Are digital natives really lacking the interpersonal skills necessary for certain types of jobs? An executive of a U.S. wealth-management firm told me that after the financial collapse in 2008, some of the bright young advisers were communicating with wiped-out clients via emails that said, essentially, “Sorry, we can’t help you.” Those who did meet with clients had little time for them and gave the impression that they weren’t interested in hearing clients’ stories. They seemed unable to empathize. So the firm let these employees go, replacing them with older advisers who were willing to sit down, look clients in the eye, and discuss matters face to face. That’s just one anecdote, but it resonates with HR executives I’ve spoken to in a variety of businesses that rely on building trust with customers.
So if you’re a digital native and you’re looking for a position in a field that requires human interaction, you’ve got your work cut out for you, and the first hurdle is landing the job. A few points to consider:
- Your interviewer may be specifically looking for evidence that you’re willing to make eye contact. Engage the interviewer — show a lively interest. This may not come easily.
- The interviewer also may be looking for evidence of your ability to pick up on nonverbal cues. Watch for and react to shifts in tone of voice or body language. One study suggests that 55% of person-to-person communication is nonverbal.
- Make clear that you understand the importance of face-to-face meetings and that you’re willing to sit down with people. If an interviewer or a questionnaire asks how you’d contact someone in a potentially fraught situation, don’t assume that email is the correct answer.
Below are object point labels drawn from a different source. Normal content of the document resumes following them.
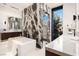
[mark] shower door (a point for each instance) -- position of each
(57, 21)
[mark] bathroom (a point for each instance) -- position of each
(33, 25)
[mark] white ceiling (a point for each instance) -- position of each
(17, 6)
(52, 5)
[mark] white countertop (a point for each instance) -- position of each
(64, 45)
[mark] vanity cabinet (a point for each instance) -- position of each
(6, 35)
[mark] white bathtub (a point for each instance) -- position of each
(24, 45)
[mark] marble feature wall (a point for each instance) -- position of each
(33, 26)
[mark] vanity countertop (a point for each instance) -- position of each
(64, 46)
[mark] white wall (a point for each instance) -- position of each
(5, 13)
(69, 11)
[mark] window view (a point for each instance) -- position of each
(57, 22)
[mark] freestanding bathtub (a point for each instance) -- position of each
(24, 45)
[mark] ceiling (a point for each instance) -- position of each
(17, 6)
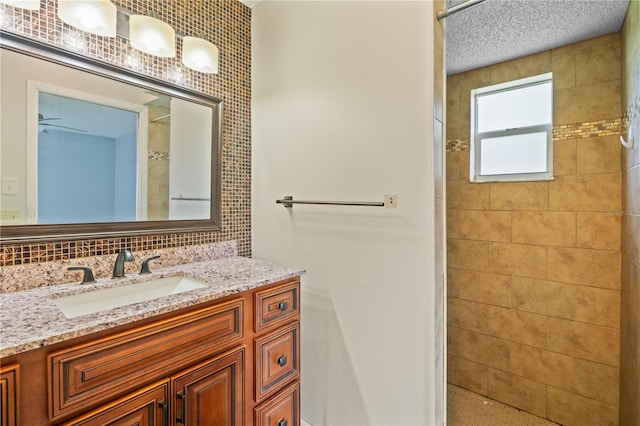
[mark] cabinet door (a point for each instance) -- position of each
(9, 378)
(146, 407)
(211, 393)
(281, 410)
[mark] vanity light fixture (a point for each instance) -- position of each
(151, 35)
(93, 16)
(200, 55)
(23, 4)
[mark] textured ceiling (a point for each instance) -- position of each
(499, 30)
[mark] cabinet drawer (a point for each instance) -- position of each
(148, 406)
(85, 375)
(277, 360)
(9, 382)
(281, 410)
(277, 305)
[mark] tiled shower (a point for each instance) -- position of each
(543, 276)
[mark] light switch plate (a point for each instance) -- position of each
(9, 186)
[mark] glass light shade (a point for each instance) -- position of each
(200, 55)
(23, 4)
(93, 16)
(151, 35)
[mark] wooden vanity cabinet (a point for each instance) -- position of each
(233, 361)
(9, 383)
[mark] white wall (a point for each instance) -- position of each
(343, 110)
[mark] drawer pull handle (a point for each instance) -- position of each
(183, 403)
(283, 305)
(165, 412)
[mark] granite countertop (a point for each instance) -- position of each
(30, 319)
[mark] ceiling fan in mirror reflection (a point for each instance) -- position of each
(44, 122)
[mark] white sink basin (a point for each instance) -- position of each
(90, 302)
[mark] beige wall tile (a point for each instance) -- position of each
(592, 193)
(527, 66)
(453, 282)
(565, 159)
(570, 409)
(465, 254)
(519, 196)
(467, 374)
(598, 63)
(598, 230)
(564, 71)
(464, 195)
(542, 365)
(518, 260)
(597, 306)
(486, 350)
(485, 225)
(597, 268)
(597, 381)
(453, 223)
(544, 228)
(519, 392)
(585, 44)
(587, 103)
(586, 341)
(545, 297)
(598, 155)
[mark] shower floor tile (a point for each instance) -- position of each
(466, 408)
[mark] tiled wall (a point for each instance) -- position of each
(227, 24)
(630, 295)
(534, 267)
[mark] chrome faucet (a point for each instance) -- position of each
(118, 269)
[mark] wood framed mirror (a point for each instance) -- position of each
(91, 150)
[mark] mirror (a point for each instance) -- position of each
(90, 150)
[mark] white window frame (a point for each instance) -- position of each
(475, 138)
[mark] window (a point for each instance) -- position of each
(511, 131)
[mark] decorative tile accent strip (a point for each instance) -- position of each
(589, 129)
(227, 24)
(157, 155)
(458, 145)
(34, 275)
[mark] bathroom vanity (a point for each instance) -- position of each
(224, 354)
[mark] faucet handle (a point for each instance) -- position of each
(145, 265)
(88, 274)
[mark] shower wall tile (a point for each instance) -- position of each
(535, 295)
(471, 375)
(590, 193)
(598, 231)
(545, 228)
(520, 260)
(525, 394)
(584, 341)
(519, 195)
(598, 155)
(598, 64)
(485, 225)
(539, 63)
(570, 409)
(584, 103)
(565, 157)
(597, 268)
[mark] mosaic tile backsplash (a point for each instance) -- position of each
(227, 24)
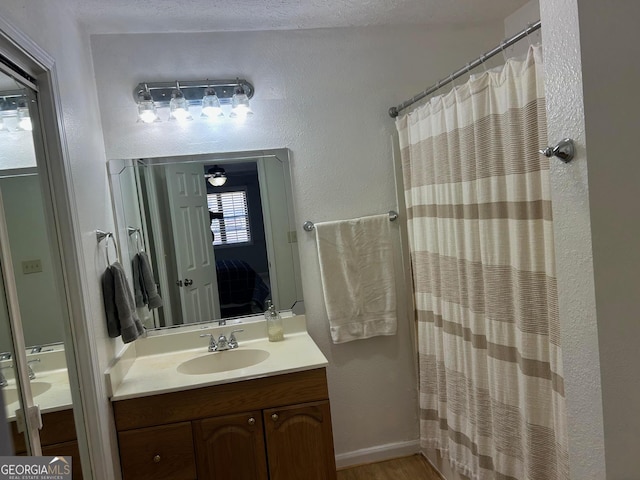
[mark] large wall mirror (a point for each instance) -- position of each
(217, 230)
(26, 219)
And once you get the job? That’s a whole other subject. Some researchers say the neurological changes wrought by computer use are reversible; others disagree. Even if they’re not, digital natives can train themselves to recognize the limitations of email and Facebook and choose face-to-face meetings if appropriate. They can also continually remind themselves that they may be a bit lacking in the ability to pick up on nonverbal cues — and that they need to make a special effort to pay attention.